Analysis: Some questions are best left unasked
Punjab police were not meant to unleash a wave of terror that shook the most seasoned of observers
If you’re reading this, you don’t need to be told what all has happened in the last few days. ‘How’ and ‘why’ are questions you need answered. You won’t find those answers here. But you will find a few more important questions that need pondering.
It was not supposed to be this way. It wasn’t supposed to come to this. Tear gas was not meant to billow above the country’s nerve centre and the wails of sirens were not meant to shoot through the smog and into the night sky; people were not meant to die and hundreds were not supposed to swarm the emergency wards of nearby hospitals; and, most importantly, the Punjab police were not meant to unleash a wave of terror that shook the most seasoned of observers.
Despite the hardnosed posturing there was malleable talking in the background; and despite the seeming ‘breakdown’ of talks, despite the intransigence, there had been some understandings. If there ever were a sign that it should not have come to this, it would be the involvement of none other than the army chief as an intermediary – or ‘facilitator,’ if you want to use ISPR’s language. Both Imran Khan and Dr Tahirul Qadri emerged buoyant from those talks late Thursday, early Friday. The government seemed more relaxed.
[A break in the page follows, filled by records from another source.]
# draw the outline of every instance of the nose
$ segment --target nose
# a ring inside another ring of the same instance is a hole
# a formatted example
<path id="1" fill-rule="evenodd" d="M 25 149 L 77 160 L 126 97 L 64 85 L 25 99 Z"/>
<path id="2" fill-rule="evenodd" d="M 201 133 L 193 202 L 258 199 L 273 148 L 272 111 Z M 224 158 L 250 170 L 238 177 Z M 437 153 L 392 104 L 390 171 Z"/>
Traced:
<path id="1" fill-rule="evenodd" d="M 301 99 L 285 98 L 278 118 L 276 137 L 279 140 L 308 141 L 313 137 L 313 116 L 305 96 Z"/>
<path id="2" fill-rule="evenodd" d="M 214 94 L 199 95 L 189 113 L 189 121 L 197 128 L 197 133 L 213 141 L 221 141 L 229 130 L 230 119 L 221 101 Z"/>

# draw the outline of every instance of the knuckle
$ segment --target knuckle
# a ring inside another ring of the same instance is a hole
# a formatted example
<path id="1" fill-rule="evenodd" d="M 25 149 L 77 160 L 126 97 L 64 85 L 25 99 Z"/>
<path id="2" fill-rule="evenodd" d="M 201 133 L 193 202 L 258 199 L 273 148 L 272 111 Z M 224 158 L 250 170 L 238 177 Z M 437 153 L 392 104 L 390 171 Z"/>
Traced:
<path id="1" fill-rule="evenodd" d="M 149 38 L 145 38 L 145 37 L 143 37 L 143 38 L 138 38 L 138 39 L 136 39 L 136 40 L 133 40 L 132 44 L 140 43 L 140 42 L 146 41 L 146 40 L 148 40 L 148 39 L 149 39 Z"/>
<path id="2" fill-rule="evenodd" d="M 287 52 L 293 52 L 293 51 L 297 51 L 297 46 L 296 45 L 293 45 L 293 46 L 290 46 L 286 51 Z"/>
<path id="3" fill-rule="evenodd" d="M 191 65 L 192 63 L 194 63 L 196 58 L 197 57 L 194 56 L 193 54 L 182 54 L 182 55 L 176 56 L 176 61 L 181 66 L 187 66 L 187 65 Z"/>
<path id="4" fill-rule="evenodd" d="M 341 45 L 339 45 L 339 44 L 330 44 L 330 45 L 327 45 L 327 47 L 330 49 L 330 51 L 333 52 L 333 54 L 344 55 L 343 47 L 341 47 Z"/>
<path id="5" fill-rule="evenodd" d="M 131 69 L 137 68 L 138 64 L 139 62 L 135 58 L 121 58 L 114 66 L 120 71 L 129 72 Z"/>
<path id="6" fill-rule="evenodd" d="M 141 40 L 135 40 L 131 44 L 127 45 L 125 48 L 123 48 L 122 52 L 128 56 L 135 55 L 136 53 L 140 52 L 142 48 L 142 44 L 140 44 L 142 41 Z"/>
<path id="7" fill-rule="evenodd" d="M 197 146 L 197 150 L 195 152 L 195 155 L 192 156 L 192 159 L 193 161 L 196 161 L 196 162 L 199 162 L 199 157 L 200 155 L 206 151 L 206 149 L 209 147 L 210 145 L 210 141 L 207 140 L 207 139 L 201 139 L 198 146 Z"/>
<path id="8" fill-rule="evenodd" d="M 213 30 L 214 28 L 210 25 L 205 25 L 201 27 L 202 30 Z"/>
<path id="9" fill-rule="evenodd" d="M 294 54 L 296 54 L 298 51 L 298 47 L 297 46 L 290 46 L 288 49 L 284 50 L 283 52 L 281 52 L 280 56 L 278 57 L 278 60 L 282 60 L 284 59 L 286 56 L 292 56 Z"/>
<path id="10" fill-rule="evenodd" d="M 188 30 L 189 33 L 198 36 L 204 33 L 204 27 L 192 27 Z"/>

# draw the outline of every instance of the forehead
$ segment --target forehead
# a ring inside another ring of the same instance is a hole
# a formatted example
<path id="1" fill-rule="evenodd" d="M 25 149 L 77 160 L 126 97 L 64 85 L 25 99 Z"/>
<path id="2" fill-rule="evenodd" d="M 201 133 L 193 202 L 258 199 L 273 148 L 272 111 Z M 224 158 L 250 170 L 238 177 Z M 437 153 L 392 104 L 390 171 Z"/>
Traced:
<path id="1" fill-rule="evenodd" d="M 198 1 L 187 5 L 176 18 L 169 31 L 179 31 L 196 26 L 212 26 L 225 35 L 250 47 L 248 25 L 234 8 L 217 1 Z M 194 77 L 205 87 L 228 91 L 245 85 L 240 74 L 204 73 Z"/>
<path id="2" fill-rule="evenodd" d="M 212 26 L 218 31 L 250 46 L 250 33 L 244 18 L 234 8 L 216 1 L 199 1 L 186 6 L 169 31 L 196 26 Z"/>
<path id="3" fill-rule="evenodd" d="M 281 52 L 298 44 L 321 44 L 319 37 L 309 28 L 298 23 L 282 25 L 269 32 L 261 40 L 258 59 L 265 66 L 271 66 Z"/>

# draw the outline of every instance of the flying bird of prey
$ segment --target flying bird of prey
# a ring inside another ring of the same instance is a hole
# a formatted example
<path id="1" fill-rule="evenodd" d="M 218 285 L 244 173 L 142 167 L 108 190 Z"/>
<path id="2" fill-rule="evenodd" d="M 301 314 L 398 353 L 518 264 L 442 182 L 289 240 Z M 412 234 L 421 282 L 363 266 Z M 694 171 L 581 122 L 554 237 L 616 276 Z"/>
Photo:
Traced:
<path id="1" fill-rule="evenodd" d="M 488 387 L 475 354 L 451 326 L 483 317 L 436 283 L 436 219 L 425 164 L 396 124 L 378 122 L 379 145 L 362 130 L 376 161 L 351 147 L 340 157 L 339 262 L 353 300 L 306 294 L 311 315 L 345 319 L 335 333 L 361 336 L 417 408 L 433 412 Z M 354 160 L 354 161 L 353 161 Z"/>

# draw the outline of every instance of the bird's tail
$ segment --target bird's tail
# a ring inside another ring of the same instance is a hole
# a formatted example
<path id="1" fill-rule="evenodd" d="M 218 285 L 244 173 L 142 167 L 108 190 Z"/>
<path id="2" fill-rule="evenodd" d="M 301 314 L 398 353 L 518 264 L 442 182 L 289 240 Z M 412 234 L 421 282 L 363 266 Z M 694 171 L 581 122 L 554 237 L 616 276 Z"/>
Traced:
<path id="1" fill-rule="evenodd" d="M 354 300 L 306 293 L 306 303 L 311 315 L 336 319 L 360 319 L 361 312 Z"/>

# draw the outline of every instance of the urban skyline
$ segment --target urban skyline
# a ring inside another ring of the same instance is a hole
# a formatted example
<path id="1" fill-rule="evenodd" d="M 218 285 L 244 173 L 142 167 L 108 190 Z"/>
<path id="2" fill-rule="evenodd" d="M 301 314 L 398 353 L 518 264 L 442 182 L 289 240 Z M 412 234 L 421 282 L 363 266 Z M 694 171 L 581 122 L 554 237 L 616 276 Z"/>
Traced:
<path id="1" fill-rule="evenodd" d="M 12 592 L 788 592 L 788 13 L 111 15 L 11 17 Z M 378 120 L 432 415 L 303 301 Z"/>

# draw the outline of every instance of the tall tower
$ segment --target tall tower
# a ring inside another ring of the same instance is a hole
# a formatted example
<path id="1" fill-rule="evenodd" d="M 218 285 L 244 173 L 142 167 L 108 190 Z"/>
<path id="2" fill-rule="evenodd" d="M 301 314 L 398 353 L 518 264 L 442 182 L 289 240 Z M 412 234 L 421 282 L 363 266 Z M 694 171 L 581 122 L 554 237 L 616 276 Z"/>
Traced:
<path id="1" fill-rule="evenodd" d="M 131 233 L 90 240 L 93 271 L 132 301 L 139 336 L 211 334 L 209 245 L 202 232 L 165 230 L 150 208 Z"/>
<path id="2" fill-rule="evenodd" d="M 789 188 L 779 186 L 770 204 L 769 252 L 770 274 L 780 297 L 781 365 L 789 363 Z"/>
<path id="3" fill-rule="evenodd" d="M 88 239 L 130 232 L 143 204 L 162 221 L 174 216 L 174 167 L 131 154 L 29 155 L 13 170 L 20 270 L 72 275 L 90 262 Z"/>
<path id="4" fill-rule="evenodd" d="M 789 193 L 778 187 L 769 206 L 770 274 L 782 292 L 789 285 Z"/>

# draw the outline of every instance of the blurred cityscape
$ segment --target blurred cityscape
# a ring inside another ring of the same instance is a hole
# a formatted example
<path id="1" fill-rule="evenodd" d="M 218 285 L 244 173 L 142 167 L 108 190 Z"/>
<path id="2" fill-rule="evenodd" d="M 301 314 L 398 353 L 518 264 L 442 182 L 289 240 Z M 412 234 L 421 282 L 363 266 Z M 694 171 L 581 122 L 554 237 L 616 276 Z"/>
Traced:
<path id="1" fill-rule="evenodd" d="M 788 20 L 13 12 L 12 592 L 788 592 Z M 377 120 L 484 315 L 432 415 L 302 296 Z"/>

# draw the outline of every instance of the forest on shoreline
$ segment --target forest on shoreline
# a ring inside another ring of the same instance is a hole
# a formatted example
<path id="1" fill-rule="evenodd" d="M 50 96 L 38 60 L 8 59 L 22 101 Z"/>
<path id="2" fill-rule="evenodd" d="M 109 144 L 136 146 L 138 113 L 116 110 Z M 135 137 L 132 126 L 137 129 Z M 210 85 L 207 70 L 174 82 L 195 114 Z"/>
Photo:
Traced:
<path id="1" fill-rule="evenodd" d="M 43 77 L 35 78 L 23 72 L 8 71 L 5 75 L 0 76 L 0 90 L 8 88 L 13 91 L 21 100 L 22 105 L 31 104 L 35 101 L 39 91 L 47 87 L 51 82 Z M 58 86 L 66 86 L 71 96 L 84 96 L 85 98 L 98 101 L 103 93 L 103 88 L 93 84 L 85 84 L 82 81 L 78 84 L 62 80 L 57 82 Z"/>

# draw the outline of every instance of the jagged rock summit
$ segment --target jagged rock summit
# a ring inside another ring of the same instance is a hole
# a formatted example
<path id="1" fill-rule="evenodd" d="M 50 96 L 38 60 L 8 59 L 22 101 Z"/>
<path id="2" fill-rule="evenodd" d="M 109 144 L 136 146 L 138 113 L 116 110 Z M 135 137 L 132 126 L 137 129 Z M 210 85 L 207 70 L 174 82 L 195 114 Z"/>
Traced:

But something went wrong somewhere.
Stitching together what PTI’s Javed Hashmi said in an explosive and damning press conference on Sunday and other buzz on the ground in Islamabad, the reports of what transpired go something like this: The government had apparently agreed that Prime Minister Nawaz Sharif would not resign, but go on ‘long-leave’ for a month or so while the inquiry into the election rigging took place. A similar offering was made for Shahbaz Sharif on the Model Town inquiry. That was the last sticking point, because the rest of the demands had been met a few days ago. The decisive ‘long-leave’ option was reportedly communicated to Imran Khan and the PTI sometime on Saturday. Following this, the PTI held a meeting of its core committee in which all the leaders were unanimous on the fact that this offering was a great victory for the party.
More importantly, they decided that the PTI and its supporters shouldn’t move any further (towards the Prime Minister House) from where they were (Parade Ground). Imran Khan is said to have listened to this advice carefully and finally agreed. He was to go on top of the container and announce the victory to the sit-in and followers across Pakistan, and then call of any further move forward and perhaps even call off the sit-in.
However, Imran went atop the container and announced, to everyone’s surprise, that the sit-in would follow Dr Qadri and PAT’s supporters towards the PM House. He even apologised to Hashmi at the end of his short speech – that is when the media picked up that something had gone wrong. Hashmi later insinuated that Imran was receiving ‘messages’ (it was either a phone call or something someone said in his ear) – and perhaps that’s why he decided to move forward. He said that Imran told him that moving forward was a compulsion (‘majboor hain’).
But they couldn’t have guessed what would follow.
It took everyone by surprise when the first teargas shell was fired, shattering to bits a nervous, but effective, status quo of not using violence that had been in place for over two weeks. In fact, few were even willing to believe that it had happened – until the images hit the screens.
And then it spiraled and spiraled some more. It is pertinent to note that there was no real report of any institution coming under attack from protesters before the teargasing and rubber bullets started; there was no real attempt to breach buildings and no stated plan to storm any building. No such information from the media and not even from the army. What was the trigger? Or was this always going to happen?
One more important deduction must be made here on this point: The use of force against protesters came in an area that was, under Article 245, effectively under the operational command of the armed forces. Even though the use of force was executed by civilian law-enforcers, surely a decision that big, and possibly decisive, could not have been made, at least, without the khakis being in the know. Surely, the government would not have ventured down that path without some sort of assurance that the dramatic scenes that were sure to follow would not be used to launch an intervention of any sort.
The questions that need to be asked here are all related and possible difficult and dangerous to ask: Who was delivering ‘messages’ to Imran so powerful that he felt ‘compelled’ to ignore a unanimous decision by his core committee? And if the army knew that the use of force would be adopted, was this communicated to Imran given that the army chief was after all an intermediary/facilitator/mediator? Or did Imran make this decision despite this?
On second thoughts, dear reader, some questions are best left unasked.
Published in The Express Tribune, September 1st, 2014.